Defenseman, Shattuck-St. Mary’s
6’2” 195 lbs.
Final NHL Central Scouting Rank: 39th among North American Skaters
It wasn’t that long ago that you could safely pencil in the top player or two from the Shattuck-St. Mary’s Prep team into the first round of the NHL Draft every year. Things have changed a bit in recent years. It has become a lot more prevalent for players to leave the school early for junior hockey at the first opportunity, and a lot of other places have realized there is a good dollar to be made in offering hockey-forward academies, spreading out talent more.
But there are still some supremely talented players that come all the way through the Shattuck system. Two years ago, defenseman Jackson LaCombe was taken early in the second round, 39th overall, by Anaheim. And this year, defenseman Scott Morrow should hear his name called very early in the draft as well.
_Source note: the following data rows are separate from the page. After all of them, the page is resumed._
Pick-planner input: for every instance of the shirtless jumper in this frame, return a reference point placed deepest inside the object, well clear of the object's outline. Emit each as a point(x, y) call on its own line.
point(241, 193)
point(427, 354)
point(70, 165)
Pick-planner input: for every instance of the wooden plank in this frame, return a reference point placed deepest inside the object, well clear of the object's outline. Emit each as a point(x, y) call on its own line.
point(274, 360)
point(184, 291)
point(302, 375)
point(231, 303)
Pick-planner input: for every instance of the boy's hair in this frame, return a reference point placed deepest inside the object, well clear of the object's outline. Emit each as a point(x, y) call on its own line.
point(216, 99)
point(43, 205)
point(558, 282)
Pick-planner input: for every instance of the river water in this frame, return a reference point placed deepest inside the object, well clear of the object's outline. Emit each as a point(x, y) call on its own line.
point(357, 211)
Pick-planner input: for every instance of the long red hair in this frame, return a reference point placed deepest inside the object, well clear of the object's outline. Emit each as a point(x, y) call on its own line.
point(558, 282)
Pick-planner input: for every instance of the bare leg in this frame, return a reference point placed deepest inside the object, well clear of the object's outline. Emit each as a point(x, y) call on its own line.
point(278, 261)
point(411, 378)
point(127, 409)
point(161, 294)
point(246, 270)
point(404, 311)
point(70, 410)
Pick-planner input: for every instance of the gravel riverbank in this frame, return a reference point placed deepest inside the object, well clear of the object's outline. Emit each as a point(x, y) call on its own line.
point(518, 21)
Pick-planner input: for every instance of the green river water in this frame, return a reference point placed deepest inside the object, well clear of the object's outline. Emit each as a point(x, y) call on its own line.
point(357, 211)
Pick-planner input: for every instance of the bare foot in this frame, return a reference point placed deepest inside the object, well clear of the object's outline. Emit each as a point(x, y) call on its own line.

For all the emphasis on smaller defensemen that can skate in this year’s draft, Morrow is a big defenseman that can really skate, and that makes him a potential first round draft pick in this year’s draft.
What I Like
Morrow is an incredible athlete, especially for his size. There aren’t many smaller defensemen that can move the way he does, let alone a guy that is 6’2”. He’s got great balance and strength, and is light on his feet which allows him to create space for himself in tight areas.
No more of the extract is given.